This discussion has been locked.
You can no longer post new replies to this discussion. If you have a question you can start a new discussion

ARM7TDMI: SUBS vs SUB + CMP

Note: This was originally posted on 2nd April 2009 at http://forums.arm.com

Hi,

I have a question regarding the SUBS instruction and how it compares to SUB and CMP (due to unexpected behavior in a C-program).

The original C-code goes like this (all variables are 32 bit signed integers):

    t = a*b - c*c;
    if (t > 0) d = t;

In a particular case (a = 0x80, b = 0x106DCD9, c = 0x4E352501) I get an overflow in a*b as well as in the subtraction. What is puzzling to me is that there's a difference between the the following two assembler versions in a certain simulated environment - and I'm trying to figure out if this is expected or a bug in the simulator:

MUL temp1, c, c
MUL temp2, a, b
SUBS t, temp2, temp1
MOVGT d, t

and

MUL temp1, c, c
MUL temp2, a, b
SUB t, temp2, temp1
CMP t, #0
MOVGT d, t

(These are genereated depending on different compiler settings.)
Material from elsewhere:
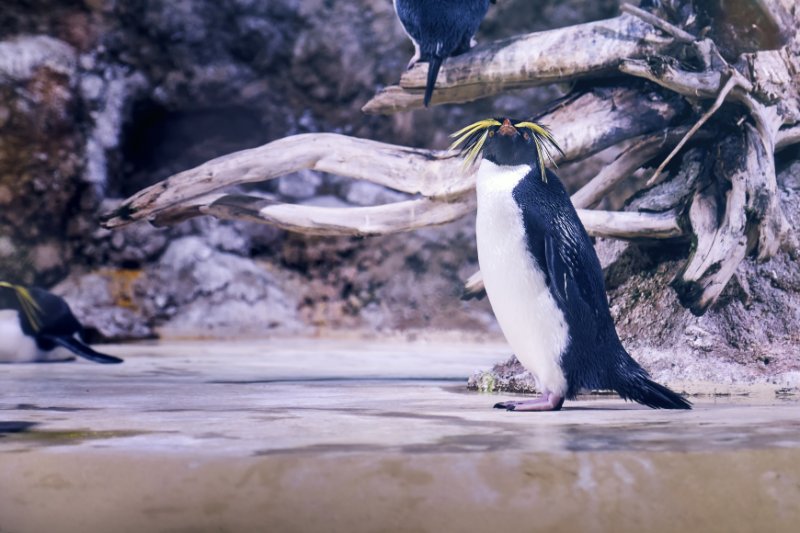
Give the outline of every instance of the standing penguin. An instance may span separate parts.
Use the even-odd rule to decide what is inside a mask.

Any help is greatly appreciated!

Greger
  • Note: This was originally posted on 3rd April 2009 at http://forums.arm.com

    Thank you for your answers!

    I realize I gave the wrong numbers. The calculation in question (indeed, the root cause is poor algorithm design) is

    t = 0x80 * 0x106DCD9 - 0x8D7F * 0x8D7F

    => t = 0x836E6C80 - 0x4E352501 (=0x3539477F)

    (a = 0x80, b = 0x106DCD9, c = 0x8DF, a*b = 0x836E6C80, c*c = 0x4E352501)
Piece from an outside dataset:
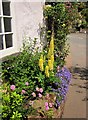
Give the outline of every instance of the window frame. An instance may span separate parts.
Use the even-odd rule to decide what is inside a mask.
[[[12,34],[12,47],[6,48],[6,49],[2,49],[0,50],[0,59],[2,59],[3,57],[9,56],[11,54],[17,53],[19,52],[20,48],[18,45],[18,40],[17,40],[17,29],[16,29],[16,17],[15,17],[15,6],[14,6],[14,2],[12,0],[0,0],[0,2],[10,2],[10,16],[12,17],[11,20],[11,32],[10,34]],[[1,3],[0,3],[1,5]],[[9,32],[6,32],[5,34],[9,34]]]
[[[0,14],[0,18],[1,18],[1,32],[0,32],[0,36],[3,37],[3,49],[1,49],[0,51],[10,48],[10,47],[6,48],[5,35],[10,35],[10,34],[13,35],[12,29],[11,29],[11,32],[5,32],[5,23],[4,23],[4,19],[5,18],[9,18],[10,20],[12,20],[11,7],[10,7],[10,15],[3,15],[3,5],[2,5],[2,2],[9,2],[11,4],[11,1],[0,0],[0,6],[1,6],[1,14]],[[10,23],[11,23],[11,28],[12,28],[12,21]],[[12,43],[13,43],[13,38],[12,38]],[[11,47],[13,47],[13,44],[12,44]]]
    So, if I understand you right we should have

    MUL temp1, c, c => no overflow flag, no negative flag (this is in bounds)
    MUL temp2, a, b => negative flag, no overflow flag (but shouldn't overflow be set since it's a signed multiply?)
    SUBS t, temp2, temp1 => no negative flag, overflow flag (underflow)
    MOVGT d, t => MOV is not executed

    and

    MUL temp1, c, c => no overflow flag, no negative flag (this is in bounds)
    MUL temp2, a, b => negative flag, no overflow flag (but shouldn't overflow be set since it's a signed multiply?)
    SUB t, temp2, temp1
    CMP t, #0  => 0x3539477F  - 0 => no negative flag, no overflow overflow flag
    MOVGT d, t => MOV is executed

    OK. Then it is really not a problem with the simulator but that the optimizer takes a legal short cut due to a poorly designed algorithm (which overflows). "Good."
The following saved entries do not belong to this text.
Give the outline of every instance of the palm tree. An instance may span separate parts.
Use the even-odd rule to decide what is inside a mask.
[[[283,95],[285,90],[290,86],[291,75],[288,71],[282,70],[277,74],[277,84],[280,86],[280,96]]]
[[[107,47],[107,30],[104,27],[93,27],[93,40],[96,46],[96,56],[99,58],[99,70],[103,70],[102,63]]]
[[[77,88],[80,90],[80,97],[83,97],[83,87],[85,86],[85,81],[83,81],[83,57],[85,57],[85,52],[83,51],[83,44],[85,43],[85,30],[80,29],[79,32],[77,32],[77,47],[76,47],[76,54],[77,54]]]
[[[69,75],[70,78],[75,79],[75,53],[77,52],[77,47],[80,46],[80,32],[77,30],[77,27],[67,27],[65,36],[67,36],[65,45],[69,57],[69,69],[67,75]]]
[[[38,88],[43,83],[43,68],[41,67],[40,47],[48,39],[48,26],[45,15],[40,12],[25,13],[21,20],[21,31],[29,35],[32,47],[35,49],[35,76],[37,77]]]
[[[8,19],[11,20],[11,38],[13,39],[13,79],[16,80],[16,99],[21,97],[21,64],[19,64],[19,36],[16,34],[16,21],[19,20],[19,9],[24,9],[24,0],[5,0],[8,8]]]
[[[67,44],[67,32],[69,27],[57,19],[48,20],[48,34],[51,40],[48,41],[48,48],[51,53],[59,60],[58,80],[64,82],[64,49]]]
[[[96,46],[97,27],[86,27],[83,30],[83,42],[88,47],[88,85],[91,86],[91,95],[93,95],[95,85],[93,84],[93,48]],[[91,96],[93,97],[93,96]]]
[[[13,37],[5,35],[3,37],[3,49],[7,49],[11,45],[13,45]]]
    Just a follow-up question here, shouldn't the negative flag be set in the SUBS? I mean we do subtract a positive number from a negative number.

    Thanks again!

    Greger
  • Note: This was originally posted on 7th April 2009 at http://forums.arm.com

    The ARM we're working with is ARM7TDMI (Texas Instruments TMS470). Actually, we work with several different embedded controllers but the TI compiler was the only one taking this particular, unfortunately "legal", shortcut :-) But I'll definitely read up on the ARM family!
  • Note: This was originally posted on 6th April 2009 at http://forums.arm.com

    Thank you very much for all your answers! I also realize I need to find myself a good book on this... :-)

    Greger
  • Note: This was originally posted on 2nd April 2009 at http://forums.arm.com

    That looks like a bug in your simulator - although not because the behavior is different.

    The reason...

    GT is defined as executing if "Z == 0 and N == V" in the CPSR flag bits.

    In your example:
    temp1 = F3C3 4A01 (overflowed)
    temp2 = 836E6C80
    t = temp2 - temp1 (underflowed)

    In the SUBS case the SUBS instruction will perform (836E6C80 - F3C3 4A01 = 8FAB227F) which will set Nzcv in the CPSR (Negative, non-zero, no carry, no overflow)  - this means the final MOVGT won't execute. No carry for a subtract indicates underflow.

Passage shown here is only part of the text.